Use SpecPeek if you share specs with people outside your Figma organization — contractors, client teams, agency partners. If your developers need Tailwind output. If you want to share specific frames without exposing your entire Figma workspace. If you need version history and annotations available to anyone with a link. Or if you want the fastest path from "design is ready" to "developer has full specs" without any account provisioning.
Use both if you have an in-house team on Figma (designers and core developers use Dev Mode internally) and also need to share specs externally.
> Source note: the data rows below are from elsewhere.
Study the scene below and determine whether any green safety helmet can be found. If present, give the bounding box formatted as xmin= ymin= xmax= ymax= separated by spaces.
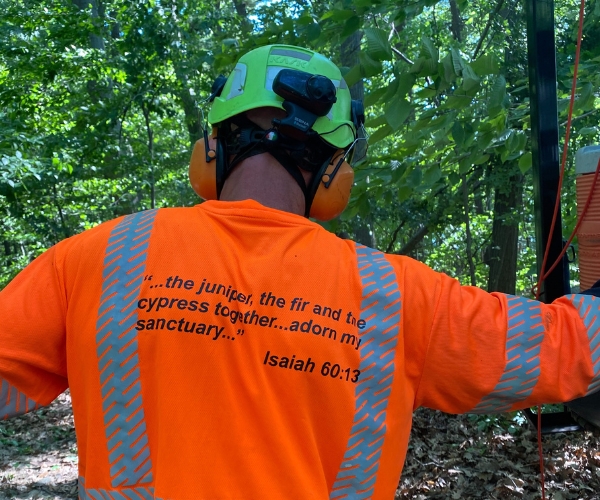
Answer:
xmin=208 ymin=45 xmax=358 ymax=149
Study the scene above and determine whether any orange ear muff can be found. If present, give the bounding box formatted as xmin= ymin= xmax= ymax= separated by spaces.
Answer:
xmin=310 ymin=150 xmax=354 ymax=221
xmin=189 ymin=129 xmax=217 ymax=200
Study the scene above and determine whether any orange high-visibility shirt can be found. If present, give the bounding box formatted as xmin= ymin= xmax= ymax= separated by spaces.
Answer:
xmin=0 ymin=201 xmax=600 ymax=500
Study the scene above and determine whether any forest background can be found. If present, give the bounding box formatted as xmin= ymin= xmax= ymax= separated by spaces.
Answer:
xmin=0 ymin=0 xmax=600 ymax=295
xmin=0 ymin=0 xmax=600 ymax=498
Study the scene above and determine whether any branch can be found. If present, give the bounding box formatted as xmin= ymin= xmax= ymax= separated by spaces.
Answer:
xmin=385 ymin=220 xmax=406 ymax=253
xmin=560 ymin=109 xmax=598 ymax=127
xmin=472 ymin=0 xmax=504 ymax=59
xmin=396 ymin=226 xmax=429 ymax=255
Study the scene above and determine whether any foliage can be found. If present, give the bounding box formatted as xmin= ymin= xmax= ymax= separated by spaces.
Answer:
xmin=0 ymin=0 xmax=600 ymax=294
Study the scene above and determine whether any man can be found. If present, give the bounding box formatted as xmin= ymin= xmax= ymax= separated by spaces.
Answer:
xmin=0 ymin=45 xmax=600 ymax=499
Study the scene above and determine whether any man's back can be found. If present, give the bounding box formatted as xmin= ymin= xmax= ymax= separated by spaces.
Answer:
xmin=0 ymin=197 xmax=598 ymax=499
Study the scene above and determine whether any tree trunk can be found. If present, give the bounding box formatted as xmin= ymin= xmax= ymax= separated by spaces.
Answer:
xmin=340 ymin=31 xmax=377 ymax=248
xmin=486 ymin=169 xmax=523 ymax=294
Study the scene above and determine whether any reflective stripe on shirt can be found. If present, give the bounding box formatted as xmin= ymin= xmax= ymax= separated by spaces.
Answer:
xmin=79 ymin=476 xmax=159 ymax=500
xmin=0 ymin=378 xmax=38 ymax=420
xmin=470 ymin=295 xmax=545 ymax=413
xmin=330 ymin=245 xmax=402 ymax=499
xmin=567 ymin=295 xmax=600 ymax=394
xmin=92 ymin=210 xmax=157 ymax=486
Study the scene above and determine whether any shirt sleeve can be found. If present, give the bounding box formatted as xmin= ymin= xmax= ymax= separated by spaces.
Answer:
xmin=0 ymin=247 xmax=68 ymax=420
xmin=405 ymin=258 xmax=600 ymax=413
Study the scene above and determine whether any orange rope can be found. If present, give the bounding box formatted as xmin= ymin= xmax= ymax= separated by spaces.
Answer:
xmin=535 ymin=0 xmax=584 ymax=494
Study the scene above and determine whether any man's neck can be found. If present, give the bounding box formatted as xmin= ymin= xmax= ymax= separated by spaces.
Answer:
xmin=220 ymin=153 xmax=305 ymax=215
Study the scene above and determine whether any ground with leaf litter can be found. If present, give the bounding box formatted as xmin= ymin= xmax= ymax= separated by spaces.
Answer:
xmin=0 ymin=393 xmax=600 ymax=500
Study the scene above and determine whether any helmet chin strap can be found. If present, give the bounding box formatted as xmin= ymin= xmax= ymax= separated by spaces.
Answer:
xmin=217 ymin=120 xmax=337 ymax=217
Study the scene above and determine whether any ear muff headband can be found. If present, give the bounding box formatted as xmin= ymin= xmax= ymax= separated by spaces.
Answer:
xmin=189 ymin=133 xmax=354 ymax=221
xmin=189 ymin=128 xmax=219 ymax=200
xmin=307 ymin=149 xmax=354 ymax=221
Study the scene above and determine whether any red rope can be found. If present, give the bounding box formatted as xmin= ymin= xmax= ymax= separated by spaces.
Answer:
xmin=535 ymin=0 xmax=588 ymax=500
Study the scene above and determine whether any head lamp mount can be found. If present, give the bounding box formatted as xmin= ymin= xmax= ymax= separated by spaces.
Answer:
xmin=273 ymin=69 xmax=337 ymax=140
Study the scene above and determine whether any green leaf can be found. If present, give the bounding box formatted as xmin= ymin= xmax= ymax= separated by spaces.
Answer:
xmin=364 ymin=87 xmax=387 ymax=108
xmin=473 ymin=154 xmax=490 ymax=165
xmin=363 ymin=28 xmax=393 ymax=61
xmin=405 ymin=166 xmax=423 ymax=189
xmin=470 ymin=53 xmax=500 ymax=76
xmin=340 ymin=16 xmax=361 ymax=38
xmin=450 ymin=49 xmax=464 ymax=76
xmin=519 ymin=153 xmax=533 ymax=174
xmin=423 ymin=165 xmax=442 ymax=186
xmin=398 ymin=184 xmax=414 ymax=203
xmin=505 ymin=130 xmax=519 ymax=153
xmin=462 ymin=64 xmax=479 ymax=92
xmin=321 ymin=9 xmax=354 ymax=22
xmin=579 ymin=127 xmax=598 ymax=135
xmin=438 ymin=53 xmax=456 ymax=82
xmin=306 ymin=23 xmax=321 ymax=41
xmin=452 ymin=121 xmax=465 ymax=149
xmin=488 ymin=75 xmax=506 ymax=116
xmin=384 ymin=97 xmax=413 ymax=131
xmin=369 ymin=123 xmax=394 ymax=146
xmin=458 ymin=155 xmax=473 ymax=174
xmin=365 ymin=115 xmax=387 ymax=128
xmin=344 ymin=64 xmax=363 ymax=87
xmin=421 ymin=36 xmax=440 ymax=64
xmin=396 ymin=73 xmax=417 ymax=97
xmin=358 ymin=52 xmax=383 ymax=78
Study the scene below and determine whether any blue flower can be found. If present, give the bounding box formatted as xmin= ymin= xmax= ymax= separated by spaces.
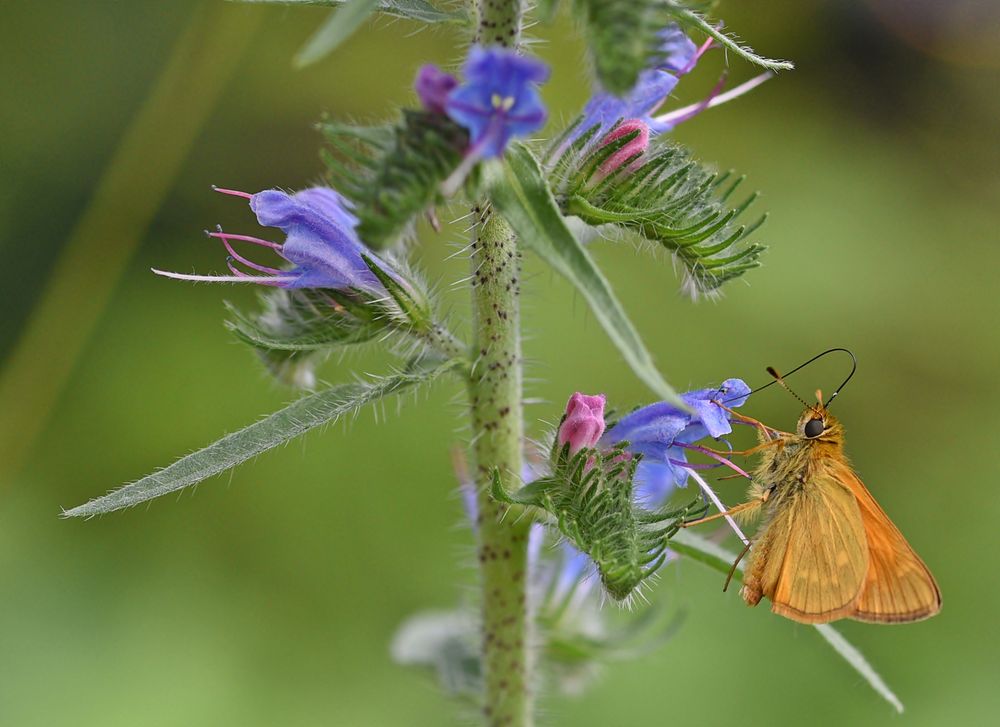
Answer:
xmin=600 ymin=379 xmax=750 ymax=505
xmin=572 ymin=25 xmax=704 ymax=139
xmin=445 ymin=46 xmax=549 ymax=158
xmin=153 ymin=187 xmax=399 ymax=296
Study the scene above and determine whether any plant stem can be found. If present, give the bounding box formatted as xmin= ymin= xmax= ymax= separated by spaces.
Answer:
xmin=469 ymin=0 xmax=533 ymax=727
xmin=469 ymin=202 xmax=532 ymax=727
xmin=473 ymin=0 xmax=524 ymax=48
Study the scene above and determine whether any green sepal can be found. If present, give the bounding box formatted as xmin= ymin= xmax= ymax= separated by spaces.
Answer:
xmin=490 ymin=442 xmax=707 ymax=600
xmin=361 ymin=253 xmax=433 ymax=331
xmin=482 ymin=142 xmax=687 ymax=409
xmin=546 ymin=127 xmax=766 ymax=294
xmin=321 ymin=110 xmax=469 ymax=250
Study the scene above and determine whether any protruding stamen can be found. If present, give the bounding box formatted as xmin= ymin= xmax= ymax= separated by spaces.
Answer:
xmin=653 ymin=71 xmax=774 ymax=126
xmin=150 ymin=268 xmax=293 ymax=287
xmin=208 ymin=229 xmax=281 ymax=250
xmin=220 ymin=236 xmax=284 ymax=275
xmin=212 ymin=184 xmax=253 ymax=199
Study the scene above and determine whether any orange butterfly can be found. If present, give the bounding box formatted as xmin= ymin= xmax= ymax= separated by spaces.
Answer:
xmin=686 ymin=349 xmax=941 ymax=624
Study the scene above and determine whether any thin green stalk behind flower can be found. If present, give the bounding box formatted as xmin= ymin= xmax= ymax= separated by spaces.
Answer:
xmin=0 ymin=3 xmax=265 ymax=478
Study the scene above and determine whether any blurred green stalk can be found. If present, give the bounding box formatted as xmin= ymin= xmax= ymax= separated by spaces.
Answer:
xmin=0 ymin=0 xmax=265 ymax=481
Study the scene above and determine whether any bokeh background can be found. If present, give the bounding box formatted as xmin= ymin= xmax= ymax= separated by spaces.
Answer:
xmin=0 ymin=0 xmax=1000 ymax=727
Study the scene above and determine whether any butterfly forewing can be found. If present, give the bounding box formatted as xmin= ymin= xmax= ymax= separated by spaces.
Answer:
xmin=764 ymin=473 xmax=868 ymax=623
xmin=837 ymin=466 xmax=941 ymax=623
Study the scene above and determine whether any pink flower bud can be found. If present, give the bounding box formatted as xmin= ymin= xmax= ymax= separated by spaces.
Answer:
xmin=558 ymin=392 xmax=605 ymax=455
xmin=591 ymin=119 xmax=649 ymax=184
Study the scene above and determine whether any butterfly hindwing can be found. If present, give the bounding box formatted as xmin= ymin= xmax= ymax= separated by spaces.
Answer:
xmin=836 ymin=466 xmax=941 ymax=623
xmin=761 ymin=471 xmax=868 ymax=623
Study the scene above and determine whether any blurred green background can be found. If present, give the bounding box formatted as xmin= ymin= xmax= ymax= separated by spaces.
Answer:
xmin=0 ymin=0 xmax=1000 ymax=726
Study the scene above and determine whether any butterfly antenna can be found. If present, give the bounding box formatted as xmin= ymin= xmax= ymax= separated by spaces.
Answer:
xmin=722 ymin=348 xmax=858 ymax=409
xmin=767 ymin=366 xmax=816 ymax=411
xmin=823 ymin=348 xmax=858 ymax=409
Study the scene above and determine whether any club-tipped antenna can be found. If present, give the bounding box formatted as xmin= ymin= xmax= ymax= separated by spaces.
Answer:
xmin=767 ymin=366 xmax=816 ymax=411
xmin=722 ymin=348 xmax=858 ymax=409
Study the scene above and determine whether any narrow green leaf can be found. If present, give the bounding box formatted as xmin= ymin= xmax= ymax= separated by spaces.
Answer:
xmin=670 ymin=530 xmax=903 ymax=713
xmin=63 ymin=359 xmax=457 ymax=517
xmin=238 ymin=0 xmax=468 ymax=23
xmin=486 ymin=144 xmax=684 ymax=406
xmin=669 ymin=7 xmax=795 ymax=71
xmin=295 ymin=0 xmax=379 ymax=68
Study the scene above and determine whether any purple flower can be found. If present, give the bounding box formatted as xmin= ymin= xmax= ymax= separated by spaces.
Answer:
xmin=601 ymin=379 xmax=750 ymax=504
xmin=444 ymin=46 xmax=549 ymax=158
xmin=573 ymin=25 xmax=709 ymax=138
xmin=560 ymin=25 xmax=772 ymax=153
xmin=557 ymin=392 xmax=605 ymax=455
xmin=153 ymin=187 xmax=398 ymax=295
xmin=413 ymin=63 xmax=458 ymax=114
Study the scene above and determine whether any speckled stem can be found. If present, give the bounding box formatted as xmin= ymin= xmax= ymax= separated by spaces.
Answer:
xmin=473 ymin=0 xmax=524 ymax=48
xmin=469 ymin=200 xmax=533 ymax=727
xmin=469 ymin=0 xmax=534 ymax=727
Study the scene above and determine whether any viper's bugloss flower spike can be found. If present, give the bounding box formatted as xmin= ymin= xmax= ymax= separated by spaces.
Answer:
xmin=569 ymin=25 xmax=711 ymax=141
xmin=587 ymin=119 xmax=650 ymax=185
xmin=413 ymin=63 xmax=458 ymax=114
xmin=560 ymin=25 xmax=774 ymax=149
xmin=153 ymin=187 xmax=402 ymax=296
xmin=556 ymin=392 xmax=605 ymax=456
xmin=444 ymin=46 xmax=549 ymax=159
xmin=600 ymin=379 xmax=750 ymax=503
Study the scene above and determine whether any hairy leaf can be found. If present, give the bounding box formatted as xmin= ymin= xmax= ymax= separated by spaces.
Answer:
xmin=63 ymin=359 xmax=457 ymax=517
xmin=666 ymin=2 xmax=795 ymax=71
xmin=320 ymin=110 xmax=468 ymax=249
xmin=484 ymin=143 xmax=684 ymax=407
xmin=295 ymin=0 xmax=379 ymax=68
xmin=575 ymin=0 xmax=670 ymax=95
SpecPeek doesn't replace your internal Figma workflow — it gives your specs a life outside the Figma file.
Getting started
If you want to try SpecPeek alongside your existing Figma workflow:
- Run the SpecPeek plugin in any Figma file and select the frames you want to share
- Click "Publish" — the plugin generates a shareable URL
- Send the link to any developer — full spec access in seconds, no account needed
SpecPeek has a 14-day free trial with no credit card required. If external design handoff is a pain point for your team, publish one spec link and see whether the workflow fits.
Disclosure: I’m building SpecPeek, so this comparison comes from the perspective of the product we’re creating. I’ve tried to keep the Figma comparison fair and specific.